Let’s stress the following point : the story of Valkyria Chronicles is one of the greatest I’ve lived in my gaming life, and by far the greatest one when it comes to describe war. Solemnity and emotion are far heavier than the rare comical intervals in some chapters. As I write those lines, the remembrance of the strongest moments of this game are bringing tears to my eyes. The oppression of the conflict is perfectly rendered by the direction and musical themes like Valkyria’s Omen or War in the Empire. Parallel to that, some heroic themes like Final Decisive Battle beautifully illustrate the theme of reconquest. It’s one of the rare soundtracks that I have always with me.
Last but not least, the great quality of Valkyria Chronicles is that it’s looking back at war in a wise manner. Sega’s game is a true and relevant allegory to the large European conflicts are their causes/consequences. Arms race, abuse of power, reckless ambitions, false diplomacy, ideology, war crimes… it is like the greatest war movies put into one game. The relation between Rosie and Isara warns very cleverly about the nonsense of xenophobia. Valkyria Chronicles refuses to be Manichean : your own country won’t hesitate to commit war crimes or send militiamen in suicide missions. Foes show honor and values, sadness is on both sides. This is war as it is never shown in video games, but should. As in Metal Gear Solid, it makes you think about war, not just live it.
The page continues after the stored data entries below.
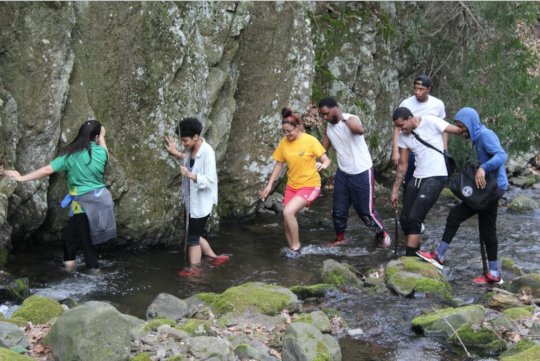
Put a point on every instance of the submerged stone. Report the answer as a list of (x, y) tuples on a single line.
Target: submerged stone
[(268, 299), (437, 322)]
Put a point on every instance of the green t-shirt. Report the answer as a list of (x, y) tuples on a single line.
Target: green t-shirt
[(84, 175)]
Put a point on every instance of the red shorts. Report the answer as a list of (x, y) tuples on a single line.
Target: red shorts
[(308, 193)]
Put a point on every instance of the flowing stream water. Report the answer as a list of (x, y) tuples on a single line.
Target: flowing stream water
[(132, 277)]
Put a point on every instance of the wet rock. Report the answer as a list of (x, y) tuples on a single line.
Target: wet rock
[(436, 323), (528, 284), (409, 275), (167, 306), (250, 319), (317, 291), (206, 348), (8, 355), (532, 353), (339, 274), (11, 336), (481, 340), (268, 299), (317, 319), (523, 204), (248, 349), (38, 309), (303, 342), (93, 331)]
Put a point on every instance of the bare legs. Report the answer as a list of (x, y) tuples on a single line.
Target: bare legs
[(290, 223), (195, 252)]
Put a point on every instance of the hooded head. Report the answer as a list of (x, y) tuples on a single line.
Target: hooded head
[(470, 118)]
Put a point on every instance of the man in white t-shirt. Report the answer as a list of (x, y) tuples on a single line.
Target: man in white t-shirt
[(430, 175), (354, 182), (421, 103)]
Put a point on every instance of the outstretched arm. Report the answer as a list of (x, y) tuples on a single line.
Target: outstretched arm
[(39, 173), (101, 139), (403, 164), (266, 191)]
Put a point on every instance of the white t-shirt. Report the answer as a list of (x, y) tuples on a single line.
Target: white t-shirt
[(432, 106), (352, 152), (428, 162)]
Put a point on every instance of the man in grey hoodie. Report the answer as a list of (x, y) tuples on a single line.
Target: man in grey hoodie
[(491, 157)]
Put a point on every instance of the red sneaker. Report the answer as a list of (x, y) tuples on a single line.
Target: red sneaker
[(188, 272), (488, 278), (220, 260), (339, 240), (431, 257)]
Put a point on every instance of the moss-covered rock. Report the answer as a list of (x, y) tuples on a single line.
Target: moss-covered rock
[(523, 345), (522, 204), (145, 356), (38, 310), (317, 319), (482, 339), (155, 323), (8, 355), (410, 274), (519, 313), (437, 322), (196, 327), (317, 290), (339, 274), (268, 299), (529, 283), (531, 354)]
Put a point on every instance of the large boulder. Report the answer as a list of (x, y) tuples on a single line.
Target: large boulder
[(409, 275), (38, 309), (339, 274), (437, 322), (11, 336), (304, 342), (267, 299), (93, 331)]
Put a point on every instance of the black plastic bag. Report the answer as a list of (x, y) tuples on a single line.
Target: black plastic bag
[(463, 185)]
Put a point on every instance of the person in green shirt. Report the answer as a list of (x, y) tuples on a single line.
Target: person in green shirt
[(84, 161)]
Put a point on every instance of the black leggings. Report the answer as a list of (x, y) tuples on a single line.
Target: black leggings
[(196, 229), (487, 224), (77, 233)]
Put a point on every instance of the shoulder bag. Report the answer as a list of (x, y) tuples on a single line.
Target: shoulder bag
[(448, 159)]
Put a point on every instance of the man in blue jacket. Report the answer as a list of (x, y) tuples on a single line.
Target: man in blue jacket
[(491, 157)]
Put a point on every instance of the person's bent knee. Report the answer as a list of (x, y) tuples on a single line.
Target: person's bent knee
[(193, 241)]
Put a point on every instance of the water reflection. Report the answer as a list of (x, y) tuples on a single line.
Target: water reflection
[(132, 277)]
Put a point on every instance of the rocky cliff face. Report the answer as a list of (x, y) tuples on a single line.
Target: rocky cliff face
[(139, 68)]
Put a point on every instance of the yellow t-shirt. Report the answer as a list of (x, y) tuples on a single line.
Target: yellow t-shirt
[(300, 155)]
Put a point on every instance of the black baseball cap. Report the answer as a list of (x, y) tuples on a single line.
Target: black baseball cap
[(423, 80)]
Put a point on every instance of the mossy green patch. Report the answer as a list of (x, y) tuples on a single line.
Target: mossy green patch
[(523, 345), (8, 355), (472, 337), (268, 299), (519, 313), (145, 356), (531, 354), (317, 290), (38, 310), (155, 323), (195, 327), (428, 319), (322, 352)]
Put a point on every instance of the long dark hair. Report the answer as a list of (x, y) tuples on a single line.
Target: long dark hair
[(88, 132)]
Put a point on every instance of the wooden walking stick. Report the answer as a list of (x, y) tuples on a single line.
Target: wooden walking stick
[(396, 238)]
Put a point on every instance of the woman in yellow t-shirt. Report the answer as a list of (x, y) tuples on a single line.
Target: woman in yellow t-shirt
[(300, 152)]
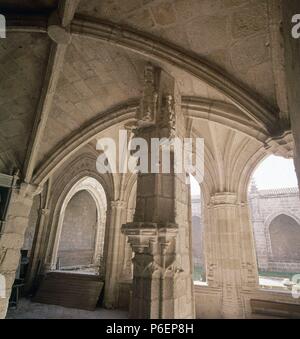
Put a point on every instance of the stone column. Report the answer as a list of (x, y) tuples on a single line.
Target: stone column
[(12, 237), (231, 258), (116, 217), (160, 232)]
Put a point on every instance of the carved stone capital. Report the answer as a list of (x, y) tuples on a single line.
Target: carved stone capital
[(118, 204), (224, 198), (150, 238), (58, 33), (30, 190)]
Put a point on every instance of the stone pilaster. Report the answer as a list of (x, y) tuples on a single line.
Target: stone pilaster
[(160, 232), (116, 217), (231, 258), (12, 237), (292, 69)]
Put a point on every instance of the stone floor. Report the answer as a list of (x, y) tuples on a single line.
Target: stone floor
[(28, 310)]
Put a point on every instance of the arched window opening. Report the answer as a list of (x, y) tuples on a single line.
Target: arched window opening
[(285, 239), (77, 242), (197, 231), (81, 229), (275, 214)]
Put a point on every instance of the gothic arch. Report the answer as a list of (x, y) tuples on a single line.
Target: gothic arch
[(94, 188), (270, 246)]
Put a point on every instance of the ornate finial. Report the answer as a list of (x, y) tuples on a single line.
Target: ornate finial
[(148, 108)]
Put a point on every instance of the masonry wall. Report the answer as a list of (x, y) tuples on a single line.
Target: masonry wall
[(277, 248)]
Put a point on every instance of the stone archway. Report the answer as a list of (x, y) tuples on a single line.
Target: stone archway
[(97, 193)]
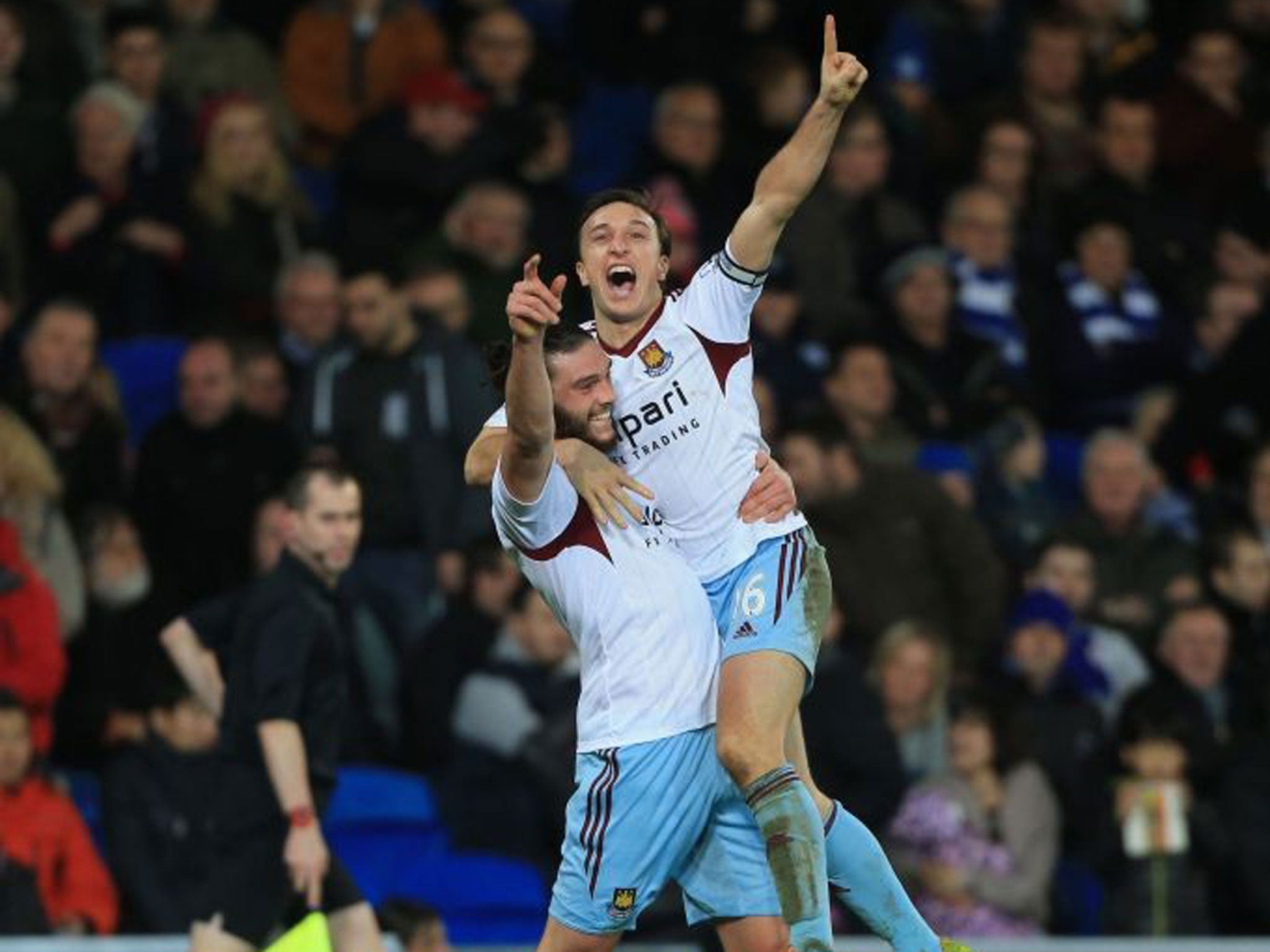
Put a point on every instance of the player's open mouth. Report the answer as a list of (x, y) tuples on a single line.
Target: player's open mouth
[(621, 280)]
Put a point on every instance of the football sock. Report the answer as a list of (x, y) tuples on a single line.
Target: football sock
[(796, 852), (870, 889)]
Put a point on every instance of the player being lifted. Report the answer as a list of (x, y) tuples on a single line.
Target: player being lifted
[(687, 427), (652, 801)]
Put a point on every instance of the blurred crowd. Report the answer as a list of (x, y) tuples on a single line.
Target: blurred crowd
[(1013, 353)]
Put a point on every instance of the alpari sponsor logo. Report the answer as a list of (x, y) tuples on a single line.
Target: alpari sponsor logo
[(673, 400), (657, 361)]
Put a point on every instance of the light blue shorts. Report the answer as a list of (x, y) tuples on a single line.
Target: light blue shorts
[(775, 601), (652, 813)]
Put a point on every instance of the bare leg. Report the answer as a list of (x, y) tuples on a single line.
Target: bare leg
[(210, 937), (758, 697), (355, 930), (756, 933)]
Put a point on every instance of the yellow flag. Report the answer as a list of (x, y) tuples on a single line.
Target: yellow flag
[(308, 936)]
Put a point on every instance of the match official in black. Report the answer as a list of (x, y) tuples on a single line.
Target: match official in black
[(286, 700)]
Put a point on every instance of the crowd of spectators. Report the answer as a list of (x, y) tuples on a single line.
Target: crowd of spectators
[(1013, 353)]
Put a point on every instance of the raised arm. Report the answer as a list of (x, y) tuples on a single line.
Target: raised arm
[(793, 172), (528, 448)]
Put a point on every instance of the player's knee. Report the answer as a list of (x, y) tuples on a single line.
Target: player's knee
[(744, 756)]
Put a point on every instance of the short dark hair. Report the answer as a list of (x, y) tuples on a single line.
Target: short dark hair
[(1002, 716), (639, 198), (295, 494), (1221, 549), (164, 687), (406, 917), (562, 338), (1060, 540)]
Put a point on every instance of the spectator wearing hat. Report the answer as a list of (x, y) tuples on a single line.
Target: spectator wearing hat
[(404, 168), (1140, 569), (346, 60), (136, 50), (691, 175), (116, 243), (1166, 232), (980, 236), (1047, 667), (248, 216), (840, 240), (1013, 499), (948, 381), (1109, 334), (1065, 566), (208, 55)]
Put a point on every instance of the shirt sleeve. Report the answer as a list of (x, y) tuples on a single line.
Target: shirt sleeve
[(539, 522), (719, 299), (280, 656)]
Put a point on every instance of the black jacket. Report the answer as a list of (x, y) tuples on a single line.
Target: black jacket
[(161, 826), (413, 482)]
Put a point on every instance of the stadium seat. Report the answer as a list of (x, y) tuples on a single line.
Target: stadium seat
[(86, 790), (484, 899), (366, 795), (145, 369)]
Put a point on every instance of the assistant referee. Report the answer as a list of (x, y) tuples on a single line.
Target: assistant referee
[(286, 699)]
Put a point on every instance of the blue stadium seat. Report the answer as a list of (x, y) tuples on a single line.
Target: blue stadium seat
[(86, 790), (484, 899), (145, 369), (380, 819), (610, 127), (367, 795)]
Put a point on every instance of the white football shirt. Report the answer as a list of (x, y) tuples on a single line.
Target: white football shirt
[(642, 622), (686, 416)]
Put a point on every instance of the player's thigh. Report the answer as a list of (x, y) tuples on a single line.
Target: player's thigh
[(775, 601), (630, 824), (756, 933), (355, 930), (210, 937), (728, 876), (559, 937), (758, 696)]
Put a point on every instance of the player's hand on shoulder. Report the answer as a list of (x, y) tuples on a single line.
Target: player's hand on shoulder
[(771, 495), (533, 306), (842, 75), (603, 487)]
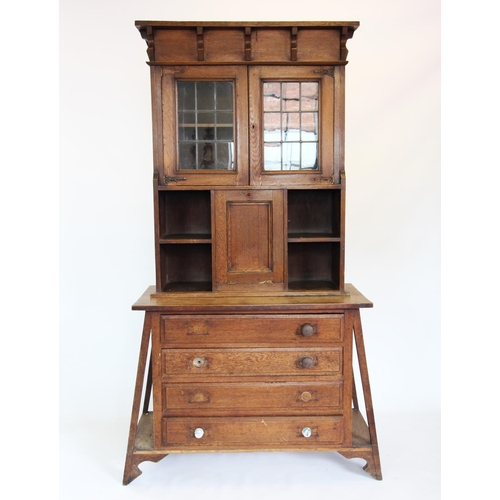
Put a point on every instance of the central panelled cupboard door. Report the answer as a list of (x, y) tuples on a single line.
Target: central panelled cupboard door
[(249, 251)]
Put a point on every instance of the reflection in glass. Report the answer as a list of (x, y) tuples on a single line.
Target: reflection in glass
[(291, 156), (272, 94), (272, 155), (205, 125), (291, 127), (309, 127), (291, 130), (291, 96), (309, 158)]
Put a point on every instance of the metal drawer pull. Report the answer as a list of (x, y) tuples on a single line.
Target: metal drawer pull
[(306, 432), (307, 329), (307, 362), (198, 362), (306, 396)]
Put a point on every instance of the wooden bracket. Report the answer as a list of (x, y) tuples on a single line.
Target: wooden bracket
[(149, 37), (293, 41), (167, 179), (200, 43), (345, 34), (248, 44)]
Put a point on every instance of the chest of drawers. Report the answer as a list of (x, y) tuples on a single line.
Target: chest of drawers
[(238, 375)]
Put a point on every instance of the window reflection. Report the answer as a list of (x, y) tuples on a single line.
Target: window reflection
[(291, 120), (205, 125)]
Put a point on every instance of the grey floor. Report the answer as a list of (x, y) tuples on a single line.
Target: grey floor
[(92, 457)]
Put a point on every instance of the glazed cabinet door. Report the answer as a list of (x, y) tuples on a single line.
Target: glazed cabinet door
[(249, 250), (292, 125), (204, 125)]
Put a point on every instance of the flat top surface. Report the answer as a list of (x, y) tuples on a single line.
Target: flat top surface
[(219, 303), (170, 24)]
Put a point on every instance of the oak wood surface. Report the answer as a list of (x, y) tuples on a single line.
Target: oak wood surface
[(228, 330), (310, 303), (252, 431), (252, 398), (250, 324), (227, 362)]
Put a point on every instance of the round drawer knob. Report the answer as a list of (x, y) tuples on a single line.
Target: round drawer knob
[(198, 362), (306, 396), (307, 329), (307, 362), (306, 432)]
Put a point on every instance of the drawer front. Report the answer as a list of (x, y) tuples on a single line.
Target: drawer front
[(246, 432), (268, 329), (198, 363), (254, 398)]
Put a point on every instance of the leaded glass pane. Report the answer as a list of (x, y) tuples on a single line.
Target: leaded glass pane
[(291, 125), (205, 125)]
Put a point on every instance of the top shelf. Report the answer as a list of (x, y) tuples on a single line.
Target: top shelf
[(247, 42), (245, 24)]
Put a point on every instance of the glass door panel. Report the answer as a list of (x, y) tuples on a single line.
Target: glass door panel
[(208, 142)]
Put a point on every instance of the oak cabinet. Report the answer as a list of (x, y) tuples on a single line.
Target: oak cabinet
[(248, 331)]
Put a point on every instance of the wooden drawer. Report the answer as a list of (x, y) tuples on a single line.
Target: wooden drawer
[(264, 329), (247, 432), (252, 398), (200, 363)]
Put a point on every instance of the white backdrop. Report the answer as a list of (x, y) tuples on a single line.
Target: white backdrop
[(107, 253)]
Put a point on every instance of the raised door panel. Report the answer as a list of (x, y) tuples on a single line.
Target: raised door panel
[(249, 229), (294, 116), (204, 125)]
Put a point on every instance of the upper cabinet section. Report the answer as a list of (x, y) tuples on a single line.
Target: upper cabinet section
[(243, 42), (238, 104)]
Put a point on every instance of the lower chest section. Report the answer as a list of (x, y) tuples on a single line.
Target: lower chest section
[(251, 382)]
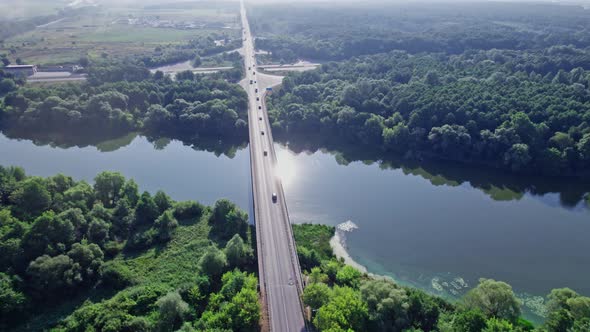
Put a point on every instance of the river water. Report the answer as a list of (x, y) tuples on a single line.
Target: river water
[(437, 227)]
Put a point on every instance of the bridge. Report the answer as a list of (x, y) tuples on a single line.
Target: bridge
[(279, 272)]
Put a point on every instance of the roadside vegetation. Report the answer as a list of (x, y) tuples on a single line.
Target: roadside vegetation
[(340, 298), (105, 257), (154, 35)]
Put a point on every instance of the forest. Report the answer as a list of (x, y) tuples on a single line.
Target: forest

Valkyria Chronicles is not a fine title or a hit game : it is an absolute masterpiece that I place alongside the greatest Final Fantasy titles. Beautiful in every aspect, fascinating by its design, exhilarating by its gameplay, deep in its meaning, it is fabulous like no other in its generation, and maybe also in the current one. Tells us how much in 2008, Valkyria Chronicles was ahead of its time… No, it is beyond time and space, it is eternal.